The conference in Glasgow also saw LMC leaders calling on the BMA to launch a test case for defamation when a GP is subjected to ‘malicious, vexatious complaints’. This followed rousing speech from a GP who shared his own personal experience, published in full by Pulse.

In an exclusive interview with Pulse at the conference, the BMA’s registrars committee co-chairs revealed that GPs are working for free in order to stay on the performers list as a result of the unemployment crisis. 

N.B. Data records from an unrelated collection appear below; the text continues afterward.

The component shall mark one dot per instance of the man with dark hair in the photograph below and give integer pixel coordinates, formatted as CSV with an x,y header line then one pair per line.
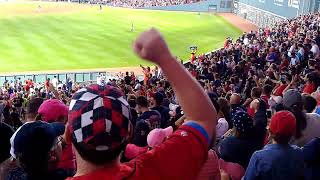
x,y
239,148
37,148
153,118
99,125
127,79
32,109
5,134
157,99
266,94
278,160
309,103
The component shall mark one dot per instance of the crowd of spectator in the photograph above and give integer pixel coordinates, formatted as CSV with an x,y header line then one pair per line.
x,y
149,3
249,110
136,3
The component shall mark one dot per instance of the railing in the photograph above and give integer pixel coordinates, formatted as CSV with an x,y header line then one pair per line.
x,y
257,16
78,77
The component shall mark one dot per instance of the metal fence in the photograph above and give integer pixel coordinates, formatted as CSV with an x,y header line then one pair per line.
x,y
78,77
257,16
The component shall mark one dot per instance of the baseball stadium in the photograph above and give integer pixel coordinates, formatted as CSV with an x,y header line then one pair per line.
x,y
40,37
159,89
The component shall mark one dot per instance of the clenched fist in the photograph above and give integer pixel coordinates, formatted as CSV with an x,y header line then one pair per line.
x,y
151,46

And local GP leaders urged the UK Government to permanently resolve the National Insurance contributions (NICs) issue instead of relying on contract negotiations to reimburse practices.

Motions in full

Defining core general practice – ALL PARTS PASSED

AGENDA COMMITTEE TO BE PROPOSED BY CAMBRIDGESHIRE: That conference recognises the ambitions of governments to shift medical provision from secondary into primary care and: 

(i) believes that it is more important than ever to define what general practice should be expected to deliver for patients 

(ii) calls for targeted training and education for secondary care clinicians to ensure a better understanding of primary care capacity and contractual boundaries, reducing inappropriate workload shift

(iii) asks the BMA to create a working group to define core general practice obligations in the UK, to aid GPCs in national contract negotiations and protect general practice from being forced to absorb unfunded work streams

(iv) demands that funding streams be allocated to support any current and future shifts in patient follow-up responsibilities, ensuring primary care is not expected to absorb additional work without appropriate resourcing

(v) demands that any substantial new GMS contracts contain provision for payment to practices, on an item of service or similar basis, for all identified work transferred from secondary care.

PSA testing and monitoring – ALL PARTS PASSED

SURREY: That conference is concerned by the increasing workload burden on general practice due to the unresourced and un-evidenced expansion of PSA testing and monitoring, driven by secondary care and local advocacy groups and:

(i) calls for recognised funding to support the growing expectation for GPs to provide PSA testing, counselling, and long-term monitoring, including post-treatment surveillance for discharged prostate cancer patients

(ii) opposes the transfer of routine PSA monitoring from urology services to general practice without clear evidence, agreed guidelines, and appropriate funding 

(iii) calls for a national review of PSA screening and monitoring pathways, ensuring that primary care is not burdened with additional work without adequate resources

(iv) calls for national bodies, including NHS England, to push back against the pressure exerted by local prostate cancer charities to increase PSA testing without robust evidence or national policy support.

Private shared care – PASSED

AVON: That conference believes that any shared care prescribing arrangement with a private provider is unsafe, not enduring, and widens health inequalities, and demands that GPC UK adopts a firm position statement to reject this.